Джиллиан направилась к двери, но возмущенный окрик заставил ее вернуться. Пока она отпирала замки кандалов, Ноубл старался убедить ее, что у него нет никаких повреждений, и, выразительно указав взглядом на сына, пообещал все объяснить в более подходящее время. Через пять минут Ноубл растирал онемевшие запястья, а Ник и Джиллиан обследовали высокий гардероб: он оказался пустым, как и ящики комода. Через десять минут Ноубл, голый, с подсвечником в руке, метался взад-вперед по длинному темному коридору, отдавая распоряжения и ругаясь, пока Джиллиан и Ник бегали из комнаты в комнату в поисках одежды. Через четверть часа ошеломленный кучер кэба наблюдал невиданную картину: из дома появились разъяренный видный мужчина, закутанный в простыню, женщина в мужской одежде и темноволосый мальчуган, едва сдерживавшийся, чтобы не засмеяться.
– Эй! Домой! Быстро! – приказал задрапированный в простыню мужчина не терпящим возражений тоном.
Кучер хотел было выразить восхищение необычным нарядом, состоявшим из простыни, завязанной узлом на левом плече мужчины, подобно римской тоге, но повелительный взгляд серых глаз тут же отбил у него охоту к разговору. По резкой, суровой складке у рта мужчины и мускулам, подрагивавшим на открытой части широкой груди, заранее можно было предположить, что джентльмен не расположен ни к каким, даже безобидным дружеским шуткам.
– Чертовски странный фрукт, – пробурчал себе под нос кучер, щелкнув кнутом лошадь, и карета покатилась в теплую ночь.
По дороге к своему городскому дому Ноубл продолжал тихо отпускать крепкие выражения. Каждый толчок экипажа доставлял ему нестерпимую головную боль. Ноублу казалось, что кто-то сидящий у него на плечах пользуется его головой вместо наковальни.
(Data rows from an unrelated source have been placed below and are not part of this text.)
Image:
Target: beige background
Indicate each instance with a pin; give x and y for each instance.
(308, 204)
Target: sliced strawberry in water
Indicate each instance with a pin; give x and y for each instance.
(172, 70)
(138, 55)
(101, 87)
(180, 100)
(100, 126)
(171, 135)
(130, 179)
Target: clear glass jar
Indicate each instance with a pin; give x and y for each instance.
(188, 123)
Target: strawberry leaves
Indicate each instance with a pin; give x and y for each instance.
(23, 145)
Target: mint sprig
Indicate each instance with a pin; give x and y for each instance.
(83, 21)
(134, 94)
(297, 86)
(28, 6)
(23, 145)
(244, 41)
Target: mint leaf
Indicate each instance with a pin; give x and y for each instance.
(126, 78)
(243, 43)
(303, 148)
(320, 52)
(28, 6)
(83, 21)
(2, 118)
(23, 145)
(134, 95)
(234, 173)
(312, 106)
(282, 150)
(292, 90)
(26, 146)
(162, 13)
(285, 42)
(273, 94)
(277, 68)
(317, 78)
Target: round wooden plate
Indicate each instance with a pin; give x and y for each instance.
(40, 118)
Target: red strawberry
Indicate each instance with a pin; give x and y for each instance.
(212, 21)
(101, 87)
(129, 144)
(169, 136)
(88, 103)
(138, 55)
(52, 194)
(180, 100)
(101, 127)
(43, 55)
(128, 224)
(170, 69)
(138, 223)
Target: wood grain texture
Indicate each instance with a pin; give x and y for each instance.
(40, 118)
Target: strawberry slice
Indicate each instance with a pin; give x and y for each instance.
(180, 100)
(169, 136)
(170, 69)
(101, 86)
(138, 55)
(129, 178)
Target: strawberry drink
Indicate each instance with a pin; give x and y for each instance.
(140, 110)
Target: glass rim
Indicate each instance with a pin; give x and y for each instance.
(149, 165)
Сейчас ему хотелось только одного: лечь и положить голову на колени Джиллиан, чтобы ее длинные прохладные пальцы облегчили ему боль. «И как я дошел до такого? – вяло подумал он, глядя из-под полуопущенных век на жену. – Я не просто ищу у нее утешения, а нуждаюсь в нем». Граф должен был честно признаться в том, что его влечение к жене выходит за рамки простой физиологической потребности. Ноубл чувствовал к себе отвращение. Он никогда не искал у женщин ничего, кроме плотских утех. Разве Элизабет не научила его, что позволять что-то большее означало причинять себе глубокую, проникающую до мозга костей боль? Бог свидетель, ее уроков вполне хватило бы, чтобы отвратить мужчину от всего женского рода. «Женщинам нельзя доверять, какими бы скромными они ни казались, какими бы невинными, наивными и чистыми они ни выглядели, даже переодевшись в одежду слуги. Нет, я, возможно, достаточно слаб и могу тайно томиться по тому, что мне не положено, но я не позволю этой слабости управлять моей жизнью», – твердо сказал себе Ноубл. Упорядоченная и размеренная жизнь вполне его устраивала, он давным-давно привык обуздывать свои потребности, не искать сочувствия и гнал от себя желание ласки и любви. Ноубл решил, что не позволит этим непрошеным эмоциям вновь возродиться в нем, независимо от того, что он находил свою жену весьма соблазнительной. – Болит голова, Ноубл?
Вопрос был задан очень тихо, но слова, казалось, на мгновение повисли в вечернем воздухе, а затем растаяли и окутали Ноубла ласковым теплом. Джиллиан пересела к нему на сиденье и ласково притянула его к своему мягкому плечу. У Ноубла мелькнула мысль оттолкнуть ее, чтобы не позволить втянуть себя в ситуацию, где женщина предлагает больше, чем физическое наслаждение. Но ее прикосновения были так же нежны, как и ее слова. Одной рукой Джиллиан тянула его вниз, пока он, расслабившись, не положил голову ей на грудь. «Господи, – пришло ему в голову, – от нее так приятно пахнет даже в этой лакейской одежде». Тихо мурлыча что-то, Джиллиан поглаживала рукой его голову, и, как ни странно, от ее прикосновений головная боль утихала. Ноубл понимал, что должен прочесть своей непослушной жене нотацию о том, как опасен Лондон ночью; понимал, что должен раз и навсегда запретить ей покидать дом без сопровождения слуг, понимал, что должен спросить, почему она последовала за ним в город, когда он нарочито оставил ее в Нидеркоуте… Все это он понимал, но впервые с тех пор, как Элизабет коварно предала его, позволил своей неподкупной совести схитрить.